10 perguntas sobre Drones na Agricultura para quem está começando na atividade.

Atuando na área de agricultura de precisão, Mariana Antunes, fundadora do Mulheres em Campo, respondeu 10 perguntas recorrentes para quem está iniciando na atividade e quer saber um pouco sobre equipamentos, preços e usos dos drones na agricultura. Confira! 


EXISTE DIFERENÇA ENTRE DRONE E VANT?
Drone é o nome comum para Veículo Aéreo Não Tripulado, e, apesar de, tecnicamente, significarem a mesma coisa, drone é o termo utilizado como um equipamento recreativo, já o VANT é um equipamento que leva uma carga útil embarcada, podendo ser uma câmera (que é o mais convencional) ou qualquer outro objeto que não seja necessário para levantar voo.  

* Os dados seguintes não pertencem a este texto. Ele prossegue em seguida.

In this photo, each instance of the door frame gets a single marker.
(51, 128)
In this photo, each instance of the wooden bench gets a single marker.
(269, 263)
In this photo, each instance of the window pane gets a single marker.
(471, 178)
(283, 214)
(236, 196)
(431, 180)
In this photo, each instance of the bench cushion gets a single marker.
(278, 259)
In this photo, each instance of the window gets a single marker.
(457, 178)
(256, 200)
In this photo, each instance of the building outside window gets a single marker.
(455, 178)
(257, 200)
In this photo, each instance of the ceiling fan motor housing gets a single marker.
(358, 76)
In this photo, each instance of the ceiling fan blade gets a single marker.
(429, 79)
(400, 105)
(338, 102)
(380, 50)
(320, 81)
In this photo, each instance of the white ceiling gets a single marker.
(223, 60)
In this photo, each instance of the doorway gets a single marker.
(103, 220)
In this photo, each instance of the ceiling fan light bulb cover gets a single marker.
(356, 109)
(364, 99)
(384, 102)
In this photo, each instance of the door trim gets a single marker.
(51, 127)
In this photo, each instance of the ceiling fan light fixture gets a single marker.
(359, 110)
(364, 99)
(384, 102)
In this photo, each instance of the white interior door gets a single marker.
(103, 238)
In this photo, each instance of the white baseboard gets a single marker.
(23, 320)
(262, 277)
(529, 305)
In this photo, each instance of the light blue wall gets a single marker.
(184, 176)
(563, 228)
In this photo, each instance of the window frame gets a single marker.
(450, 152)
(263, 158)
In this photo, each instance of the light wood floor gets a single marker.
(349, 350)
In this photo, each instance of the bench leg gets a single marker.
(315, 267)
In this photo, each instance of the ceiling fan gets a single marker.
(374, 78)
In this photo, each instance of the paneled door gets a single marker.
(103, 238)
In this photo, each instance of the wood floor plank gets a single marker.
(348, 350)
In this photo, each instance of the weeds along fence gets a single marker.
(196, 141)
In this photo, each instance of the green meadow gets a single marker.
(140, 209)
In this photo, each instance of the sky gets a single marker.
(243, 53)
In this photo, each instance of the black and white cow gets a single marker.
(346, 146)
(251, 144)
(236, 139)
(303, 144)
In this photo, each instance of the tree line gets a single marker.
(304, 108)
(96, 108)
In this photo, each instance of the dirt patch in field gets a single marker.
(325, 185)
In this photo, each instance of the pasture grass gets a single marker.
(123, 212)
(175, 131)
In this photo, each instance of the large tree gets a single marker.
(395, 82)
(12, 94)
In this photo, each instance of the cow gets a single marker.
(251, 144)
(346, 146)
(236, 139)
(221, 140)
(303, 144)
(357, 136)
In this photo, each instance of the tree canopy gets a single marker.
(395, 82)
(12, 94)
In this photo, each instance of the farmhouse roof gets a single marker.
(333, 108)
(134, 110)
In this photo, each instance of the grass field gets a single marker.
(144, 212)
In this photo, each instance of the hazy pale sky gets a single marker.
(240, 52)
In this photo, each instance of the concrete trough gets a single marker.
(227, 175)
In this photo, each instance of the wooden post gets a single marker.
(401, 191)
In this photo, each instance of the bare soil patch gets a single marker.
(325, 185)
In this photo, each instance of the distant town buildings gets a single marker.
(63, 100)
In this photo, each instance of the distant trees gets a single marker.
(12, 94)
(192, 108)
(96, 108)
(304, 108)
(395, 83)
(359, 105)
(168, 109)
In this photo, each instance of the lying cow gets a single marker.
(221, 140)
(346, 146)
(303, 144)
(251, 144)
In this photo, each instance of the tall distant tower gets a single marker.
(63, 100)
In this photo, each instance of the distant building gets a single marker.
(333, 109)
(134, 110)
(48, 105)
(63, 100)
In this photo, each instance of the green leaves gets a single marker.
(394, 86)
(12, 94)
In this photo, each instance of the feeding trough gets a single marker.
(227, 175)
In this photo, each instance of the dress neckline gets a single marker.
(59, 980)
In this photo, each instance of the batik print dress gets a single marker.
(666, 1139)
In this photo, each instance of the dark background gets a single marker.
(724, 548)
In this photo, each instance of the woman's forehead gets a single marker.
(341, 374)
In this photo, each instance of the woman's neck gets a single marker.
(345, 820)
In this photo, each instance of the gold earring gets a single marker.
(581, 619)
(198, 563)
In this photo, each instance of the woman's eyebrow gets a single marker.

O QUE SIGNIFICA MULTIROTOR E ASA FIXA?
O multirotor precisa de, no mínimo, 3 motores para garantir sustentação no voo, já o asa fixa necessita de apenas um, por possuir asas semelhantes as de avião. Desta forma, há economia de bateria e consequentemente uma boa autonomia de voo. Há exceções, mas geralmente, os multirotores são drones com autonomia de voo e capacidade de carga reduzidas em relação ao asa fixa. 

Multirotor DJI Phantom 4

Asa FIxa Xmobots Arator

 

 

 

 

 

 

 

QUAL O MELHOR DRONE/VANT PARA INICIAR NA ATIVIDADE?
Isso depende da finalidade do uso. Se você é um pequeno produtor rural e quer avaliar e acompanhar sua lavoura, o ideal é começar com um multirotor, isso também vale para quem está iniciando na atividade de prestação de serviços e fará a cobertura de pequenas áreas.
Se a área a ser mapeada for superior a 80 hectares, já indica-se o uso de um asa fixa, por possuir maior autonomia de voo, sendo possível maior otimização do tempo. 

QUANTO VOU GASTAR PARA COMPRAR MEU PRIMEIRO DRONE? 
Depende, se você está iniciando na atividade e irá mapear pequenas áreas, o ideal é começar com um multirotor. As versões mais comuns (e que fazem um bom trabalho) estão na faixa de R$ 6.000 a R$ 12.000. Se pretende comprar um asa fixa que atenda as expectativas, o investimento inicial irá variar entre R$ 70.000 e R$ 150.000, dependendo da sua demanda embarcada. 

QUAIS OS OBJETIVOS DE USAR O DRONE/VANT NA AGRICULTURA?
O agronegócio tem sido um grande mercado consumidor de drones/vants, devido aos inúmeros produtos que podem ser gerados com essa utilização. O Brasil tem usado e se destacado, aumentando a eficácia e produtividade das lavouras. 
Dentre os diversos produtos gerados com as imagens obtidas pelos drones estão a medição de áreas, geração de curvas de nível, quantificação de falhas de plantio, restituição de linhas, contagem de árvores e mudas, acompanhamento da lavoura, avaliação de pragas e doenças e saúde da vegetação. 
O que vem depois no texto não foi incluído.